I’m not a big fan of most rice puddings. But this Rizogalo (Greek style rice pudding) will even make non rice pudding fans into rice pudding believers. Why? It’s simple, it’s smooth, and it has a cinnamony outside layer that complements the creamy middle. Raisins, need not apply!
Rizogalo (Greek rice pudding) step 1: ingredients (Carolina rice, sugar, milk, eggs, corn starch, cinnamon)

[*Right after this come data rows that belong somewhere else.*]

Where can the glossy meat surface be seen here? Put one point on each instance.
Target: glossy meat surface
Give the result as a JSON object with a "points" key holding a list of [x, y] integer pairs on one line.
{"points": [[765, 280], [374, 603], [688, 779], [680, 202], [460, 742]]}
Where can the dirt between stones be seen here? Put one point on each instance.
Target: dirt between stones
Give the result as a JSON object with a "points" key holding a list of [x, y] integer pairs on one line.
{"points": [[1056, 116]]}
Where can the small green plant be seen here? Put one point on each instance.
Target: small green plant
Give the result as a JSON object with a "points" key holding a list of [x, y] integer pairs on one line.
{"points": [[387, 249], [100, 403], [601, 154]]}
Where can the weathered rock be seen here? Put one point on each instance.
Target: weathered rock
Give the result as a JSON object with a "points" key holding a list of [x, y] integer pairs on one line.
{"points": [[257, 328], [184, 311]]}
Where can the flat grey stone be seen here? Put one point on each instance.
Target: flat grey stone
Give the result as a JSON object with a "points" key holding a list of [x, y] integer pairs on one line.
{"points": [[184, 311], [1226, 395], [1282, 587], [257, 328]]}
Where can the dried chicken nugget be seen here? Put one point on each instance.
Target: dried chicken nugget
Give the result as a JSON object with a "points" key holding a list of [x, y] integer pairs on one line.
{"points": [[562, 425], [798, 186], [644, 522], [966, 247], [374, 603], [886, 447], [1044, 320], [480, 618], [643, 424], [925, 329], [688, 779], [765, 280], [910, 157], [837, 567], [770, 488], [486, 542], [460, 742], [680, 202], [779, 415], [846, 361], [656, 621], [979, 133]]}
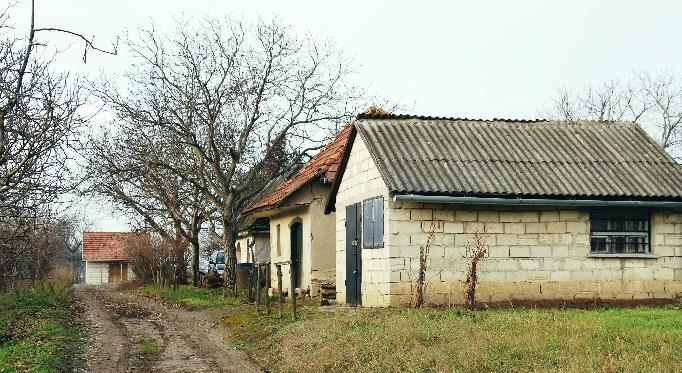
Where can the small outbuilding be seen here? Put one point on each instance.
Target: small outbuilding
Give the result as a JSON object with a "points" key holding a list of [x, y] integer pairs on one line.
{"points": [[568, 210], [106, 261], [301, 235]]}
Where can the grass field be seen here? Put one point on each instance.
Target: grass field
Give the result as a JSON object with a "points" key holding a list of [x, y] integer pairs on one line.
{"points": [[37, 330], [339, 339], [191, 296]]}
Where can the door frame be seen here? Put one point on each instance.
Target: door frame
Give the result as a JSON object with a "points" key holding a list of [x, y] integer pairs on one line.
{"points": [[354, 255], [296, 250]]}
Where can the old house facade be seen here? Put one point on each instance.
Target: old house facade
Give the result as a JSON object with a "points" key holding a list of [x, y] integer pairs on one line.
{"points": [[568, 211], [105, 257], [253, 241], [301, 234]]}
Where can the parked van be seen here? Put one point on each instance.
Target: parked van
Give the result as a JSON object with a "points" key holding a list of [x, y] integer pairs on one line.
{"points": [[217, 262]]}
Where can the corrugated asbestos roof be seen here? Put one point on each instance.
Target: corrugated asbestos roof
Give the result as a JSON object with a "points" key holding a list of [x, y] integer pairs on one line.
{"points": [[106, 245], [326, 163], [424, 155]]}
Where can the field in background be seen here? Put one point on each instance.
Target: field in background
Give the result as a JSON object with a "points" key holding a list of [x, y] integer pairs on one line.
{"points": [[340, 339], [38, 330]]}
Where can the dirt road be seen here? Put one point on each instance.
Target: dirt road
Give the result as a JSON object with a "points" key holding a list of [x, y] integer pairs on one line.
{"points": [[131, 333]]}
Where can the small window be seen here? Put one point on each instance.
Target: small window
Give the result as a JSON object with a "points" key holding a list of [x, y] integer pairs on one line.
{"points": [[619, 233], [373, 223], [279, 243]]}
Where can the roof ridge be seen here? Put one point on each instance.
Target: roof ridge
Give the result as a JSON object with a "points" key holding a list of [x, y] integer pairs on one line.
{"points": [[361, 116]]}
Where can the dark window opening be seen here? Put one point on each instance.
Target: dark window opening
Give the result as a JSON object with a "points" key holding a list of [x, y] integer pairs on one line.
{"points": [[619, 233], [373, 223]]}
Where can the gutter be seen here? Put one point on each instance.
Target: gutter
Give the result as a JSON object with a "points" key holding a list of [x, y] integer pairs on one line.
{"points": [[534, 201]]}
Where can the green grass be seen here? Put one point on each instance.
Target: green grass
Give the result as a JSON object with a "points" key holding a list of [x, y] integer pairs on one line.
{"points": [[149, 346], [339, 339], [191, 296], [37, 330]]}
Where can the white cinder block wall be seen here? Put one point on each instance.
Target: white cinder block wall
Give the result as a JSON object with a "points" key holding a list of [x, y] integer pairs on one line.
{"points": [[361, 180], [97, 273], [533, 254]]}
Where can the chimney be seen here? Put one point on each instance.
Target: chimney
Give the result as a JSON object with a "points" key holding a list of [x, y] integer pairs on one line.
{"points": [[375, 110]]}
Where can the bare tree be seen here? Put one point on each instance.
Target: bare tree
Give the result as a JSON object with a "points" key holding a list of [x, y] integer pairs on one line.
{"points": [[122, 167], [40, 120], [231, 95], [651, 100]]}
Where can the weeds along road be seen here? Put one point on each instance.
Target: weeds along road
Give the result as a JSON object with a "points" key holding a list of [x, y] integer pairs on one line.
{"points": [[132, 333]]}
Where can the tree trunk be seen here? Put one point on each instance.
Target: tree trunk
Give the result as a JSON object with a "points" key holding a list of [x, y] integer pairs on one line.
{"points": [[195, 261], [230, 272]]}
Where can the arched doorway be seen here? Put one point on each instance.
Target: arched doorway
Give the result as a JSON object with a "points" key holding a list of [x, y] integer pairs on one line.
{"points": [[296, 229]]}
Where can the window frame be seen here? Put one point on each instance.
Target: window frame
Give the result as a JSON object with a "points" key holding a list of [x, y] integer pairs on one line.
{"points": [[608, 235], [373, 244]]}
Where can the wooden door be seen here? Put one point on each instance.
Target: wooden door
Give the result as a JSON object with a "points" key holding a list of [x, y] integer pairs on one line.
{"points": [[118, 272], [296, 253], [353, 255]]}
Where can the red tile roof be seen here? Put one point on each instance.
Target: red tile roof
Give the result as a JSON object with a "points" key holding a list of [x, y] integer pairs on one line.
{"points": [[105, 245], [326, 163]]}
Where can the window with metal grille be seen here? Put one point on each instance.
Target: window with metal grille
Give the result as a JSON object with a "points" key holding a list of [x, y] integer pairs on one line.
{"points": [[619, 233], [373, 223]]}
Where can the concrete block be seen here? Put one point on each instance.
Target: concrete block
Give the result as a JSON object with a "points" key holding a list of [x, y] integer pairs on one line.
{"points": [[507, 264], [498, 252], [514, 228], [569, 215], [434, 225], [494, 228], [556, 227], [453, 227], [530, 216], [664, 274], [528, 240], [576, 227], [536, 227], [466, 215], [547, 216], [673, 239], [407, 227], [538, 275], [560, 251], [473, 227], [444, 215], [529, 265], [519, 251], [421, 214], [488, 216], [510, 216], [507, 239], [541, 251], [399, 214]]}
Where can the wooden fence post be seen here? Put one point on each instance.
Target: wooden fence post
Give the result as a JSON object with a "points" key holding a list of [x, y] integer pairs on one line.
{"points": [[279, 288], [292, 290], [267, 288], [258, 287]]}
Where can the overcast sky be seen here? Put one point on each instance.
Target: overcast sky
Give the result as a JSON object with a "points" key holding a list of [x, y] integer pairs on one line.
{"points": [[476, 59]]}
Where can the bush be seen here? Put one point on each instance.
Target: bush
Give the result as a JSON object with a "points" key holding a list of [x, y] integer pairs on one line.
{"points": [[37, 330]]}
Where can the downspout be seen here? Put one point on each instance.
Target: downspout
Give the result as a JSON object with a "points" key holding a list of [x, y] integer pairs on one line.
{"points": [[534, 201]]}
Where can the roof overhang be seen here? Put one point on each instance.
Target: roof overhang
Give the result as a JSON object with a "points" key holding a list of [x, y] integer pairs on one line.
{"points": [[466, 200], [106, 260]]}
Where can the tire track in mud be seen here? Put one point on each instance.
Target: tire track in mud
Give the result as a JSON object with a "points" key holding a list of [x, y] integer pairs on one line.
{"points": [[187, 340]]}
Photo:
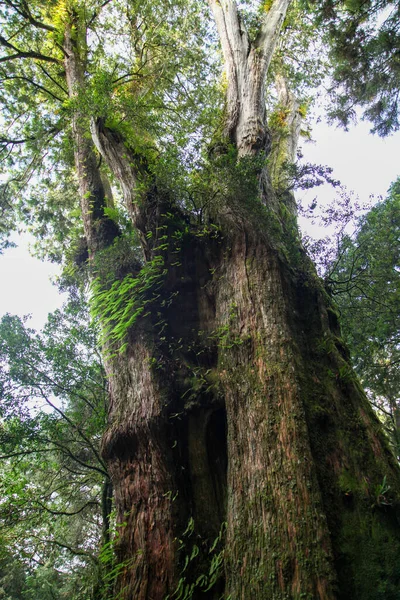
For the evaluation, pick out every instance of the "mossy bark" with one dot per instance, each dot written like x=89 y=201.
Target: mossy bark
x=233 y=407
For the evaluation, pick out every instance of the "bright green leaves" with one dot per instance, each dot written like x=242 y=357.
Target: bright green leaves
x=53 y=406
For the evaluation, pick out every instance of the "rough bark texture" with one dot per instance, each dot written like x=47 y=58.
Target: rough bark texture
x=246 y=67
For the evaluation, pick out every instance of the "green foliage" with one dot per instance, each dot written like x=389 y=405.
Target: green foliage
x=53 y=408
x=365 y=44
x=365 y=279
x=208 y=569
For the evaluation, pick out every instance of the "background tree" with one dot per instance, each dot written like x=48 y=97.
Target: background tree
x=56 y=493
x=364 y=277
x=242 y=416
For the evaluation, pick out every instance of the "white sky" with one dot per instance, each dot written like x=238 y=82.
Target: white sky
x=362 y=162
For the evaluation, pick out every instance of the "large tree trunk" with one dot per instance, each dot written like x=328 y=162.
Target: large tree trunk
x=235 y=403
x=245 y=459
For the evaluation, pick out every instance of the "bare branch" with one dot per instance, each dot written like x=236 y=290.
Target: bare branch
x=25 y=54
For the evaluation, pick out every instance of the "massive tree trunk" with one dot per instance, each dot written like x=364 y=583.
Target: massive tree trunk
x=245 y=459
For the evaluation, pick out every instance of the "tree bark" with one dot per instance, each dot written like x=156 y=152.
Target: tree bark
x=233 y=405
x=246 y=65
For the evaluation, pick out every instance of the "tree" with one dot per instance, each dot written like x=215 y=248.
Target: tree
x=245 y=459
x=365 y=42
x=55 y=489
x=365 y=280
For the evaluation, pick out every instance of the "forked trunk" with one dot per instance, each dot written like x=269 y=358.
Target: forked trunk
x=245 y=460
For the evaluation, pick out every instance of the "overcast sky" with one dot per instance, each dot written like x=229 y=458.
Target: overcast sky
x=362 y=162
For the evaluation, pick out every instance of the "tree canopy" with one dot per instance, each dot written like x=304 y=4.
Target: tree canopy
x=137 y=147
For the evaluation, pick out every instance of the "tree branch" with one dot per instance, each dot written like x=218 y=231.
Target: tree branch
x=25 y=12
x=36 y=85
x=25 y=54
x=270 y=30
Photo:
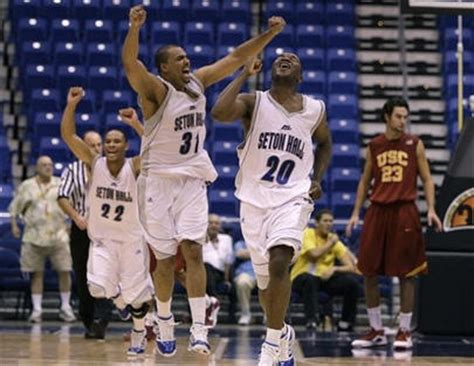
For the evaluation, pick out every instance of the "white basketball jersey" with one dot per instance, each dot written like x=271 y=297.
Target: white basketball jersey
x=276 y=158
x=173 y=141
x=113 y=203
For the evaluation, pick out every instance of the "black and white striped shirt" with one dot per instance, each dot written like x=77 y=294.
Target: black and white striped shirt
x=74 y=185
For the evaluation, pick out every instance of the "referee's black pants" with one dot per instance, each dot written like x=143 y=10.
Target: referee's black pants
x=90 y=308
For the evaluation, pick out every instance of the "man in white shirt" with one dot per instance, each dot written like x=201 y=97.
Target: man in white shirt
x=218 y=256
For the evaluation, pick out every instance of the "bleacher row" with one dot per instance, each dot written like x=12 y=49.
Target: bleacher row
x=61 y=43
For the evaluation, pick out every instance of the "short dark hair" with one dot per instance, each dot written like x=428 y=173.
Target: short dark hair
x=118 y=130
x=390 y=105
x=162 y=55
x=324 y=211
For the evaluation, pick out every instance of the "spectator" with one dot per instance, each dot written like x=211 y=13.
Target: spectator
x=45 y=236
x=316 y=270
x=218 y=256
x=245 y=281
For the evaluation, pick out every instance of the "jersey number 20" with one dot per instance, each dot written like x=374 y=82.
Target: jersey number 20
x=118 y=212
x=283 y=170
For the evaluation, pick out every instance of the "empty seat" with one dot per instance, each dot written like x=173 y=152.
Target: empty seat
x=32 y=29
x=344 y=179
x=98 y=30
x=308 y=35
x=101 y=54
x=226 y=177
x=225 y=153
x=69 y=53
x=199 y=33
x=231 y=34
x=345 y=155
x=64 y=30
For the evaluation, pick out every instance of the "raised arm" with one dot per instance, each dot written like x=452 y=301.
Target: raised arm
x=428 y=186
x=150 y=89
x=322 y=156
x=231 y=105
x=227 y=65
x=362 y=190
x=68 y=128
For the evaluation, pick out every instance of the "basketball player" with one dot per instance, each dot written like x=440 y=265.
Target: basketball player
x=274 y=183
x=175 y=166
x=391 y=240
x=118 y=260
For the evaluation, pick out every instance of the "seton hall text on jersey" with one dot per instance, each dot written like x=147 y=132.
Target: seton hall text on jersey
x=282 y=142
x=189 y=120
x=113 y=194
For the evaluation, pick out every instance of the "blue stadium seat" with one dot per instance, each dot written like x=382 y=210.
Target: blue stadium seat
x=226 y=177
x=200 y=55
x=340 y=12
x=284 y=9
x=39 y=76
x=46 y=124
x=343 y=106
x=86 y=9
x=98 y=30
x=309 y=12
x=46 y=100
x=32 y=29
x=340 y=82
x=116 y=9
x=55 y=148
x=313 y=82
x=344 y=179
x=311 y=58
x=199 y=33
x=37 y=53
x=69 y=53
x=55 y=9
x=223 y=203
x=340 y=36
x=113 y=100
x=342 y=204
x=64 y=30
x=101 y=54
x=227 y=132
x=166 y=32
x=231 y=34
x=24 y=8
x=225 y=153
x=308 y=35
x=236 y=9
x=69 y=76
x=344 y=131
x=205 y=9
x=341 y=59
x=345 y=156
x=173 y=10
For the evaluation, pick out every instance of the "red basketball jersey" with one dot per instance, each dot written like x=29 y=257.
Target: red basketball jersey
x=394 y=168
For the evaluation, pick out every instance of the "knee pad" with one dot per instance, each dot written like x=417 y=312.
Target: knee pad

Rizogalo (Greek rice pudding) Step 2: patiently wait for rice to soften in hot milk. Then add sugar. Then add hot milk, egg yolks, and cornstarch to thicken
Rizogalo Step 3: Pour mixture into serving dish, sprinkle cinnamon
Rizogalo Step 4 Last Step: Spoon heaps of Rizogalo into your bowl. Enjoy!
Rizogalo (Greek Rice Pudding)
Recipe type: Dessert
Rice Pudding Rizogalo will be a winner dessert at the next family get-together.
- ¼ Cup Carolina Rice
- 3 Egg Yolks
- 5 Cups Milk
- ¾ cup Sugar
- 2 TB Cornstarch
- Place the milk and the rice in a heavy pot and cook under medium low heat, stirring until rice is tender, not crunchy.
- Add ¾ cup sugar to the cooked rice and raise heat to a very slight boil medium high for 5 minutes
- In a separate bowl, beat 3 egg yolks, ¼ cup milk, 2 T. cornstarch together and add to the pudding on the stove. ( to avoid curdling add a little of the hot milk to the egg yolk mixture and then add to the pot). Stir and add to medium high heat (the pudding wont thicken unless the heat is hot enough to form bubbles around the ridges of the pot) for a few minutes until the mixture starts to get thick. Then turn off heat and let it rest for 2 minutes and pour into ramekins. Sprinkle Cinnamon on top and put in fridge for a few hours until cool.